L’OFFICIER.—Deux cents ducats.
ADRIANA.—Et pourquoi les lui doit-il ?
L’OFFICIER.—C’est le prix d’une chaîne que votre mari a reçue de lui.
ADRIANA.—Il avait commandé une chaîne pour moi, mais elle ne lui a pas été livrée.
LA COURTISANE.—Quand votre mari, tout en fureur, est venu aujourd’hui chez moi, et a emporté ma bague, que je lui ai vue au doigt tout à l’heure, un moment après je l’ai rencontré avec ma chaîne.
ADRIANA.—Cela peut bien être ; mais je ne l’ai jamais vue.—Venez, geôlier, conduisez-moi à la demeure de l’orfèvre ; il me tarde de savoir la vérité de ceci dans tous ses détails.
(Entrent Antipholus de Syracuse avec son épée nue, et Dromio de Syracuse.)

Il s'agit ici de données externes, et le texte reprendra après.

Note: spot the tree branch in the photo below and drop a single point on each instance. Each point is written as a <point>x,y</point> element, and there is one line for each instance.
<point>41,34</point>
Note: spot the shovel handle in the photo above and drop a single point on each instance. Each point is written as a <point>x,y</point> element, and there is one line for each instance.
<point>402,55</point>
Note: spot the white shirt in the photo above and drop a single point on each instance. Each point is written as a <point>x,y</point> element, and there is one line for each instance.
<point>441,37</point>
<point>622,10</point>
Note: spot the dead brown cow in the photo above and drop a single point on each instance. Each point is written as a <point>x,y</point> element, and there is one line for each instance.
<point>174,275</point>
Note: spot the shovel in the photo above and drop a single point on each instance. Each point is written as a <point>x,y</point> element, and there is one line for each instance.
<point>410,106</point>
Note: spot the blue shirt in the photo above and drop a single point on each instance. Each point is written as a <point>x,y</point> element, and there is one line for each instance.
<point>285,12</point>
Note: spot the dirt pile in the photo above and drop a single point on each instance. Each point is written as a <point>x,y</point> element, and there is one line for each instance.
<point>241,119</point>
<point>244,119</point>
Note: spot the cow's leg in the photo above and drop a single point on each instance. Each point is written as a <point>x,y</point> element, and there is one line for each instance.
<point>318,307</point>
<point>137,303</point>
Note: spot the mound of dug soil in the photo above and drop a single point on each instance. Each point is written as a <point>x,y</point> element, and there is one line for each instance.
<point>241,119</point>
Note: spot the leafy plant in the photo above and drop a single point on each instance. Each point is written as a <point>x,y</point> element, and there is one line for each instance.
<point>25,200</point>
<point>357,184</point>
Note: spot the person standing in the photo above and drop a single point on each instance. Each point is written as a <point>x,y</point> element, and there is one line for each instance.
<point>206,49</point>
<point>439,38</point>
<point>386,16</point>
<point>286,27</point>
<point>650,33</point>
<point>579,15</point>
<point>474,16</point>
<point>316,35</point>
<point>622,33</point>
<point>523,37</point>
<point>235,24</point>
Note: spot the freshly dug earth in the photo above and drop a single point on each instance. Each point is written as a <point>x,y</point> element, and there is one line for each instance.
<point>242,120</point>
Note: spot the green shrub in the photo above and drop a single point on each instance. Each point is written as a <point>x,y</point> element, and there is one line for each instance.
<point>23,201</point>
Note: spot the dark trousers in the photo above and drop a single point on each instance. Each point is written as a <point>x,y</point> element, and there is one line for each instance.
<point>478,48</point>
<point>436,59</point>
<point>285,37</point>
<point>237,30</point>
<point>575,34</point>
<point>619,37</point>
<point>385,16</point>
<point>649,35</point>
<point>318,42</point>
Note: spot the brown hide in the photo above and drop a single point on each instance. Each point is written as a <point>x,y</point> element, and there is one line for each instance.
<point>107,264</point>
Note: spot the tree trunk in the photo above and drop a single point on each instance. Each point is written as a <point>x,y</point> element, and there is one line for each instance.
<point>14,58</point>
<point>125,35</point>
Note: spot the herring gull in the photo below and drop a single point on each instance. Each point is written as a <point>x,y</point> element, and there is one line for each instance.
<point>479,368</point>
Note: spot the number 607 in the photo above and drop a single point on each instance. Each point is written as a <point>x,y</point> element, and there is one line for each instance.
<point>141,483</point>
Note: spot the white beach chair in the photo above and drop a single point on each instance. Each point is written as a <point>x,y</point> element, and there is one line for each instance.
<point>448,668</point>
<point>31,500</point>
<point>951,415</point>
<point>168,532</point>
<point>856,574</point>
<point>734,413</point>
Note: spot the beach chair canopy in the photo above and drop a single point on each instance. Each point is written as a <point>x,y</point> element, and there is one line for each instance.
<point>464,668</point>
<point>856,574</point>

LUCIANA.—Ô Dieu, ayez pitié de nous, les voilà de nouveau en liberté !
ADRIANA.—Et ils viennent l’épée nue ! Appelons du secours, pour les faire lier de nouveau.
L’OFFICIER.—Sauvons-nous ; ils nous tueraient.
(Ils s’enfuient.)
ANTIPHOLUS.—Je vois que ces sorcières ont peur des épées.
DROMIO.—Celle qui voulait être votre femme tantôt vous fuit à présent.
ANTIPHOLUS.—Allons au Centaure. Tirons-en nos bagages ; je languis d’être sain et sauf à bord.
DROMIO.—Non, restez ici cette nuit ; sûrement on ne nous fera aucun mal. Vous avez vu qu’on nous parle amicalement, qu’on nous a donné de l’or ; il me semble que c’est une si bonne nation, que sans cette montagne de chair folle, qui me réclame le mariage, je me sentirais assez d’envie de rester ici toujours, et de devenir sorcier.
ANTIPHOLUS.—Je ne resterais pas ce soir pour la valeur de la ville entière : allons-nous-en pour faire porter notre bagage à bord.